The headline kind of says it all, so allow me to tell you a story.
It was the fall of 2004. I was enduring a particularly stressful stretch at the office and my then-ten-month-old daughter was in a phase in which she constantly cried and wailed for whatever reason ten-month-old babies cry and wail. I got home from yet another miserable day and took my daughter from my wife, who (a) had more than earned a moment’s peace; and (b) had to go run an errand anyway. I held my daughter. She screamed in my ear, her entire head turning purple, defying every effort I made to sooth her.
My phone rang. It was the client who had been making my life miserable every day for the past several weeks, calling me at home to extend the misery to my putatively non-working hours. I was supposed to be making dinner, which I promised my wife I’d have ready when she came home. That wasn’t happening now. As the client and the baby both yelled at me, I went online and ordered a pizza from the carryout place around the corner. The call soon ended and the baby was still crying.
About 20 minutes later my came back home. When she came in the door she had the mail in her hand. There was bill that we had somehow missed which presented yet another hassle and put me in an even worse mood. I had, an hour after getting home from the office, reached that point where I really didn’t know how I was going to hold it together for the next ten minutes. Everything felt hopeless.

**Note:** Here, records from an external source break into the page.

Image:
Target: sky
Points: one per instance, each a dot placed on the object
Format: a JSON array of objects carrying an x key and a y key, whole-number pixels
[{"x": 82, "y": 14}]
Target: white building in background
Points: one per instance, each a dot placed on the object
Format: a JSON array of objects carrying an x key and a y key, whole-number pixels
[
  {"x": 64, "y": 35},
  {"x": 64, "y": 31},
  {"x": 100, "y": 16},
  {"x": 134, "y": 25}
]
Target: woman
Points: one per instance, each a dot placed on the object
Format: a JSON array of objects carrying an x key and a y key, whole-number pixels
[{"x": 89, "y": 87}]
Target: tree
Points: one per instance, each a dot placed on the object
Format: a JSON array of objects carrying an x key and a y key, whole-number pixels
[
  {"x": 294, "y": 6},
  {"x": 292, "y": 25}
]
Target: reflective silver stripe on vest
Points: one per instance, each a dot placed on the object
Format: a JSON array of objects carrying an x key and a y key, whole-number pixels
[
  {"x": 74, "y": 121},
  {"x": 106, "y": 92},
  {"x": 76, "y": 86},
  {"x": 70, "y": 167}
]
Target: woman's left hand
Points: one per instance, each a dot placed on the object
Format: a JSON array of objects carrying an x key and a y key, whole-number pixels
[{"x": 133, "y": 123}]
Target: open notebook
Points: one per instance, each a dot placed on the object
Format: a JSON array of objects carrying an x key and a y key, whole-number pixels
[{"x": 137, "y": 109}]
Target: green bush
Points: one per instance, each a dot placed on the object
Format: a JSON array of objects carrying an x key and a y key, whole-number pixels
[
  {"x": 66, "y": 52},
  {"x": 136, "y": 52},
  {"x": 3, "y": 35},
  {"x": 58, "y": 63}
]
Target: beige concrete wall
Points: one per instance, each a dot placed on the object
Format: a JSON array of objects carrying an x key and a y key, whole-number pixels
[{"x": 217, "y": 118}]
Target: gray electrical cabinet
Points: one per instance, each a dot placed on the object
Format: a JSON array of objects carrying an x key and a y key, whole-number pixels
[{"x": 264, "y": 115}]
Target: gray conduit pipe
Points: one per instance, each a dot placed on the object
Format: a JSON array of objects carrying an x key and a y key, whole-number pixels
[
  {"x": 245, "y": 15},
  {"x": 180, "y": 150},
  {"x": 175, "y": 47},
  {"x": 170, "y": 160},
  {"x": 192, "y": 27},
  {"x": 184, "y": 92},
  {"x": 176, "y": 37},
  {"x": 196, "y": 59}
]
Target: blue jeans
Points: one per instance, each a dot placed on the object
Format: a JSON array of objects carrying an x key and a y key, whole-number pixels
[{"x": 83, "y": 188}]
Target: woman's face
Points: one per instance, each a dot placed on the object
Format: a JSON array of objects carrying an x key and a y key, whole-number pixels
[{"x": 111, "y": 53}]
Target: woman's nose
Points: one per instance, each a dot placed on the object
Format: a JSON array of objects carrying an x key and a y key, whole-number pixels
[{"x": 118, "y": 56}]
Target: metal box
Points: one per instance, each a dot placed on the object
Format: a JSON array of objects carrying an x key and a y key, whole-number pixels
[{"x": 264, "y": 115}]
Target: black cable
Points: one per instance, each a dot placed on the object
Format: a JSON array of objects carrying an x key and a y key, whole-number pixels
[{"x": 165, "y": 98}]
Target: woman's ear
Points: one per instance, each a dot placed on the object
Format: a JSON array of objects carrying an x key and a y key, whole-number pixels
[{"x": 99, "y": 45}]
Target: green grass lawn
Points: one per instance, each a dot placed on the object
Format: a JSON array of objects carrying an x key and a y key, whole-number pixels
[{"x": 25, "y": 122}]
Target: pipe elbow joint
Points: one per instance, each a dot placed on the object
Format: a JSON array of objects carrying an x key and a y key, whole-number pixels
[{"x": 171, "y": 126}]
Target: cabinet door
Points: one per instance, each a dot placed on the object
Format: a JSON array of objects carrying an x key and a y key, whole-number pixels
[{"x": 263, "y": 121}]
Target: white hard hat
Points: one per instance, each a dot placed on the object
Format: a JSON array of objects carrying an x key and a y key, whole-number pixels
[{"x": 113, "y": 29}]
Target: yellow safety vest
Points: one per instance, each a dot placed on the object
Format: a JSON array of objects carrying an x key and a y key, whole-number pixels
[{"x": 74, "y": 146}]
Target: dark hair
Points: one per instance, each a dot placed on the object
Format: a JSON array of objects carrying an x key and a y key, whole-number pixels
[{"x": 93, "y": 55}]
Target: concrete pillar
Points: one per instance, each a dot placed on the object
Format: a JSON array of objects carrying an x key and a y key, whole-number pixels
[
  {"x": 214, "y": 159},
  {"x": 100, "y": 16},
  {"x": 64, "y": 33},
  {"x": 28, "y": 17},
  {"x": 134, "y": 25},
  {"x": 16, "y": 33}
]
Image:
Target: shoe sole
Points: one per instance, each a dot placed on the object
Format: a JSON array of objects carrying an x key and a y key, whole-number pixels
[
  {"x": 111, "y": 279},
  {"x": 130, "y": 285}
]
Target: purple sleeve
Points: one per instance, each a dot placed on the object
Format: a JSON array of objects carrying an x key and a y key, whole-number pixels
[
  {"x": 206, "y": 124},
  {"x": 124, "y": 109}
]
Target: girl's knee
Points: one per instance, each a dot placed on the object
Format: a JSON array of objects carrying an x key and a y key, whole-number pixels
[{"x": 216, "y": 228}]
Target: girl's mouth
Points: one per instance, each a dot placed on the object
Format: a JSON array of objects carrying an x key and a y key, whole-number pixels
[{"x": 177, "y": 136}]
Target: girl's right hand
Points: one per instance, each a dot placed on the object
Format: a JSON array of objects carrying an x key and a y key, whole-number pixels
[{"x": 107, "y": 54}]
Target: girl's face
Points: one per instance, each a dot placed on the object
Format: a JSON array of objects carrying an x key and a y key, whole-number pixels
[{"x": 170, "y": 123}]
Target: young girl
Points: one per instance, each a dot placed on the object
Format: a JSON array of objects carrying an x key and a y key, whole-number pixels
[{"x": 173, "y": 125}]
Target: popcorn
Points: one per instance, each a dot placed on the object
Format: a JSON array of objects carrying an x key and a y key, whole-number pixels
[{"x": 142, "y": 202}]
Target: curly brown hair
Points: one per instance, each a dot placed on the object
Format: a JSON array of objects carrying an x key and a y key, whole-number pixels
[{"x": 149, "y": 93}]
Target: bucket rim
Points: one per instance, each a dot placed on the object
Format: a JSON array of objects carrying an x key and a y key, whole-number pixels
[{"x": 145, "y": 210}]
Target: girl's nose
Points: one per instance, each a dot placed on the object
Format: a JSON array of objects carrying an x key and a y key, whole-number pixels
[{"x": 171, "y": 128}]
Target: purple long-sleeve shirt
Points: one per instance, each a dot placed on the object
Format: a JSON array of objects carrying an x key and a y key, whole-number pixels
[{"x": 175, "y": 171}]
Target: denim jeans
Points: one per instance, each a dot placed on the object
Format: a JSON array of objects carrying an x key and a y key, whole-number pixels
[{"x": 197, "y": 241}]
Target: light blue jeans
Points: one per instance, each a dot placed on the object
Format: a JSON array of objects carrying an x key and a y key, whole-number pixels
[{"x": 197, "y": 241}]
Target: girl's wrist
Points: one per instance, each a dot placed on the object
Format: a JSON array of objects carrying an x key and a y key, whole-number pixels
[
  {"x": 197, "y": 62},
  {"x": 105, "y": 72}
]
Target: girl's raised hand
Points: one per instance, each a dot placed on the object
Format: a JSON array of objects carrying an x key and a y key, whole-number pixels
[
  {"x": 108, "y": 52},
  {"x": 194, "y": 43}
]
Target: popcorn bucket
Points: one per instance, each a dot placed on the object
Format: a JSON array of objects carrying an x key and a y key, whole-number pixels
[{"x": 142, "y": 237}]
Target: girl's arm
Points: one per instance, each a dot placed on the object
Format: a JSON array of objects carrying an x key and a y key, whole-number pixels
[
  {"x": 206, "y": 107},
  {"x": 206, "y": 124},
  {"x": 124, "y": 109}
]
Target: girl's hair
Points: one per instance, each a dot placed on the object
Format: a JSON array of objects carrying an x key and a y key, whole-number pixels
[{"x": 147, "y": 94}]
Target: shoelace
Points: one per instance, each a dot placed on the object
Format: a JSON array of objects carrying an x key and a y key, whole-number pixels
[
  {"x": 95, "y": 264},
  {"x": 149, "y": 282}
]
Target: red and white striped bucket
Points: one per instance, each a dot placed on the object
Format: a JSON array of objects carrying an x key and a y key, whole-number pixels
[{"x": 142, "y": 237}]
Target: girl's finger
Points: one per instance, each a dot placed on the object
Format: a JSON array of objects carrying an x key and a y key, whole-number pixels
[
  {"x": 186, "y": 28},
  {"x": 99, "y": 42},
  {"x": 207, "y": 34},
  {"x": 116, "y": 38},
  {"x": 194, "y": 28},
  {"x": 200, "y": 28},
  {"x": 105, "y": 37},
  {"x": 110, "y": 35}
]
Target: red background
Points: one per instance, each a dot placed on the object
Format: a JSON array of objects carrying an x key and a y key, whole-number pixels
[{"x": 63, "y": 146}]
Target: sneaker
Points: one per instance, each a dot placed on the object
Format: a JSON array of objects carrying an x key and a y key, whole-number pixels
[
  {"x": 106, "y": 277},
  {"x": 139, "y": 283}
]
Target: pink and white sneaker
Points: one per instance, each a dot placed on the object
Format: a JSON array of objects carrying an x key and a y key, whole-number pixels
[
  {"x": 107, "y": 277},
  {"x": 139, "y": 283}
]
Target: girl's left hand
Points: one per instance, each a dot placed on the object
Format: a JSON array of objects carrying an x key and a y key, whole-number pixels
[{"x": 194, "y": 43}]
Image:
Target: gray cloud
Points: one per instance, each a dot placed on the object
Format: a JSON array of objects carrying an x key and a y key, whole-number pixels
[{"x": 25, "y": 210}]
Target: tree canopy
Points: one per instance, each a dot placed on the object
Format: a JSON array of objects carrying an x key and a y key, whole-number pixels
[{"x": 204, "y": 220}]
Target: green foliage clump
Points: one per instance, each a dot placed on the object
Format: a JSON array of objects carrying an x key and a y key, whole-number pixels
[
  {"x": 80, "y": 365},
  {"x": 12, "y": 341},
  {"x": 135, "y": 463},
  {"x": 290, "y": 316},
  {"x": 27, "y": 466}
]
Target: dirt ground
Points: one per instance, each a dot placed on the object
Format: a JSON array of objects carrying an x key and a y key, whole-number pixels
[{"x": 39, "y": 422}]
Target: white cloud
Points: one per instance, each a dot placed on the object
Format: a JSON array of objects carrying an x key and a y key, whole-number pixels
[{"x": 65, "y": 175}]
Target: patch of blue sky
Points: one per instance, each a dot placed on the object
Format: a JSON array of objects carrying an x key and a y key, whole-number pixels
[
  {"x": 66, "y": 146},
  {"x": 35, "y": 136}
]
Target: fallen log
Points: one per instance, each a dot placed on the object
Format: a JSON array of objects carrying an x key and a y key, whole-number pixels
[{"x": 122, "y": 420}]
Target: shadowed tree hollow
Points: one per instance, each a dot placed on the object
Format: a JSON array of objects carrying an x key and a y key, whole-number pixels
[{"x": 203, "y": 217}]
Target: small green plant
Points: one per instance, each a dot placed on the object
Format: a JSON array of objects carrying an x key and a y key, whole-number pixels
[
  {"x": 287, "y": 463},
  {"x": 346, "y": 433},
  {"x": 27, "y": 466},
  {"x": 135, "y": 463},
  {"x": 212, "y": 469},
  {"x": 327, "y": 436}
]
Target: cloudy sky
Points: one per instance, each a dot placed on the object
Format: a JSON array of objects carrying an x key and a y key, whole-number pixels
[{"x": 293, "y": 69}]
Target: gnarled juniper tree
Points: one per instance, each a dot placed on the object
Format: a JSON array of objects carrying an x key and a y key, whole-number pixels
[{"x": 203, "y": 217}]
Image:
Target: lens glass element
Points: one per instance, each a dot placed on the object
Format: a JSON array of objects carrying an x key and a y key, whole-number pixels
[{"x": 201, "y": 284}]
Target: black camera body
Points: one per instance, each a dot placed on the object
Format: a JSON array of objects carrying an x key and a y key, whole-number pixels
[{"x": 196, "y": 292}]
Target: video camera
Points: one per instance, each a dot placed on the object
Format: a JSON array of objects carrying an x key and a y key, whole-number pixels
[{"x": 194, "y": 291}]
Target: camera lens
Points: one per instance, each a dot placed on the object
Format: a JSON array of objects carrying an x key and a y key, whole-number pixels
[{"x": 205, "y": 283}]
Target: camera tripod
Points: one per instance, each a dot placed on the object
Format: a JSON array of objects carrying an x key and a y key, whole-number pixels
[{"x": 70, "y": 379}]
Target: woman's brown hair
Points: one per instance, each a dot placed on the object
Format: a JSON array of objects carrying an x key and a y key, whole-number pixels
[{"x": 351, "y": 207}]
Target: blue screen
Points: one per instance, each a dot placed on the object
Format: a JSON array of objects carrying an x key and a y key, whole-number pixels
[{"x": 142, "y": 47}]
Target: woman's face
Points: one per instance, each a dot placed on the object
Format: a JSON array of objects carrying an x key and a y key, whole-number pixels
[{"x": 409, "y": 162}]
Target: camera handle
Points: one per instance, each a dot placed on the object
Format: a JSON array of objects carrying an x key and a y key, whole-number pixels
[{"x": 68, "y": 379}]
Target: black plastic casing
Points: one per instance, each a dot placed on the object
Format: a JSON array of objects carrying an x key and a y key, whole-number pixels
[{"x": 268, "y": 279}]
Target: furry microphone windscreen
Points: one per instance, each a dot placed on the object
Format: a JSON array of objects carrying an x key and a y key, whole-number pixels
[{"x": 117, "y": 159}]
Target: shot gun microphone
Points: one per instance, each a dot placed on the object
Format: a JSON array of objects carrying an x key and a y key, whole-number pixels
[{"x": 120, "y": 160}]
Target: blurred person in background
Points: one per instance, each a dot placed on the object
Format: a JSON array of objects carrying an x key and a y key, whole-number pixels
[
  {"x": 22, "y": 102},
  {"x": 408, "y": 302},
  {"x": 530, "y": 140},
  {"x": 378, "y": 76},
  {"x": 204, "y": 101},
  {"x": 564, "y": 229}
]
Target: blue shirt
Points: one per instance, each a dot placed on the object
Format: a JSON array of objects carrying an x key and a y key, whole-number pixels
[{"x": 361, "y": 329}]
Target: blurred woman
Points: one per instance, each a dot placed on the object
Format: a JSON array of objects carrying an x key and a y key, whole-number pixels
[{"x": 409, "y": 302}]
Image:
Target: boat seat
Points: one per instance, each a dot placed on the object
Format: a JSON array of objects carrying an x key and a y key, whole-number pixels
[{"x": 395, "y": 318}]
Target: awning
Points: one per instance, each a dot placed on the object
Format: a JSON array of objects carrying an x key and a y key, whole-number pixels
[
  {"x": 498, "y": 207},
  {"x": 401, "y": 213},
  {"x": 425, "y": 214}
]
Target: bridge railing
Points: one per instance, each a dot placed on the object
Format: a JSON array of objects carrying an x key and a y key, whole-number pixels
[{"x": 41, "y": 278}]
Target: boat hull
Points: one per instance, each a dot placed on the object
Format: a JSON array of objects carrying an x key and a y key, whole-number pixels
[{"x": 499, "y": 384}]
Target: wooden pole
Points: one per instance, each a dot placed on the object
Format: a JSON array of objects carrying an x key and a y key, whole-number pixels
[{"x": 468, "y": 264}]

My wife took the baby from me and said, “So, something to tell you.”
“What is it?” I asked, amused at the notion that I could process even a modest amount of additional stress.
“I’m pregnant.”
I didn’t have an immediate reaction. My mind was filled with television static and my vision did a fast backwards pan like when Chief Brody saw the shark at the beach in “Jaws.” My knees turned to jello and the only reason I didn’t fall over was because I was sitting down. I continued to sit, silently, staring into middle distance for the next several seconds. I’m not sure what expression I had on my face, but as those seconds passed my wife looked at me with an increasingly worried look. She knew me better than anyone, but at the moment she seemed to have no idea what I was thinking.
I broke the silence.
“I, uh, ordered a pizza,” I said astonishingly calmly. “I’m going to go pick it up.”
“Are you . . . are you coming back?” my wife said.
A couple of moments later, of course, I snapped out of it, all of the day’s stress melted away, we hugged and laughed and smiled and felt all of the great things you’re supposed to feel when you get joyous news. Still -- and I think the parents among you will back me up on this -- no matter how much you love your children, learning of their impending arrival can be momentarily disorienting in even the best of circumstances. When you’re under even a little bit of stress it can be momentarily incapacitating.
I offer all of this to excuse Wilson Ramos for striking out in the bottom of the fourth inning of last night’s Mets-Cardinals game.
Ramos was on deck when his wife, Yely, walked down the aisle of the stands to the screen near the on-deck circle. She was holding a sign that said “We’re PREGNANT! WILSON, this is your 3rd CHILD. We LOVE YOU.” Ramos then struck out on five pitches. It happens.
The pizza, by the way, was good. My daughter Anna eventually stopped crying and my son, Carlo, was born the following July, happy and healthy. Ramos’ night probably ended pretty good as well.